For round two, I had grilled hervey bay scallops with sweet corn crepe and mussel butter. For me, this was the highlight of the meal. It’s one of the most delicious combinations I have ever eaten. I regrettably forgot to take a photo to display the simplicity of it, but I was far too involved in getting it into my mouth. The creaminess of the sweetcorn, the hint of the sea from the mussel butter and the gentle resistance from the scallops as I bit into them was to die for. I would pay a lot of money to be back in Oz right now and eating that dish.
The third course was a work of art in itself; bright smears of red pepper jus accompanied a lovely pink piece of slow cooked castricum lamb, braised breast, baby radishes and olives. Caper berries and tiny purple flowers gave another flash of colour to this edible collage. The lamb could’ve done with ever so slightly longer in the oven for my tastes, but it wasn’t bleating so it can’t be all bad.
I can never resist a cheese platter if it’s on a dessert menu, so I chose this for my fourth course and was treated to a very pokey blue, a tangy hard cheese (similar to cheddar), and a creamy camembert like piece.
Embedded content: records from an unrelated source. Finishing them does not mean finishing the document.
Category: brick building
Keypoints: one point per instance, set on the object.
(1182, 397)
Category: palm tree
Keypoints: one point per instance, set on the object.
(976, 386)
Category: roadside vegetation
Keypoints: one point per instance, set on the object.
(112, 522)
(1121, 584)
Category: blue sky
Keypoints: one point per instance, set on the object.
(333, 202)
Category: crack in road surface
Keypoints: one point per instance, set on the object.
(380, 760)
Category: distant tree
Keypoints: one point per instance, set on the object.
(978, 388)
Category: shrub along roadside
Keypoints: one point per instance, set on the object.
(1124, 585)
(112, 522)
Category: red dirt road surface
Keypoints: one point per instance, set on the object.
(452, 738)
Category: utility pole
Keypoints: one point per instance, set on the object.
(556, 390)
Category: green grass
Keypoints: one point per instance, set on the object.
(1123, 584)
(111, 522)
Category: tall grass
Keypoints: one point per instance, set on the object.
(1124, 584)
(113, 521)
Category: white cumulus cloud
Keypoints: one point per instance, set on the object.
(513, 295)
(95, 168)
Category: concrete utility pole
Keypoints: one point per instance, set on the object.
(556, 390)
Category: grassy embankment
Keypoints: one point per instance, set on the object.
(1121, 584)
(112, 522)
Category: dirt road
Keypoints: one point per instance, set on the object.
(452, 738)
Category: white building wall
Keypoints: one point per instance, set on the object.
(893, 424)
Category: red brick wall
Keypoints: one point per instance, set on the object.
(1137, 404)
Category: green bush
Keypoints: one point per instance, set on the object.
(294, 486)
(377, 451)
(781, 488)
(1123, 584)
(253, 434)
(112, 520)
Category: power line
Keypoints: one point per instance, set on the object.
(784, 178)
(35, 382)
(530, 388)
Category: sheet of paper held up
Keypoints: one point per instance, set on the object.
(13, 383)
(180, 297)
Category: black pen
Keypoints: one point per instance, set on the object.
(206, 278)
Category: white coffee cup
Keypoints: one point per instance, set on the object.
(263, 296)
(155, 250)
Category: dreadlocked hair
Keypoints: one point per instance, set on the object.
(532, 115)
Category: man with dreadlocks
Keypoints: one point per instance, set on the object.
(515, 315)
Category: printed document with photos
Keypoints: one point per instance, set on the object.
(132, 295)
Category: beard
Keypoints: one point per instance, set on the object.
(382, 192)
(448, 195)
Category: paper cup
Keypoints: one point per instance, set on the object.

All delicious, especially when washed down with a glass of vintage tokay. The entire meal was very well complimented with attentive yet not overly obsequious service (I feel rather uncomfortable when waiters are so grovelling that if you asked them to chew your dinner for you, they would probably oblige). I’d recommend Rockpool to anyone, provided you have a good couple of hundred quid to burn.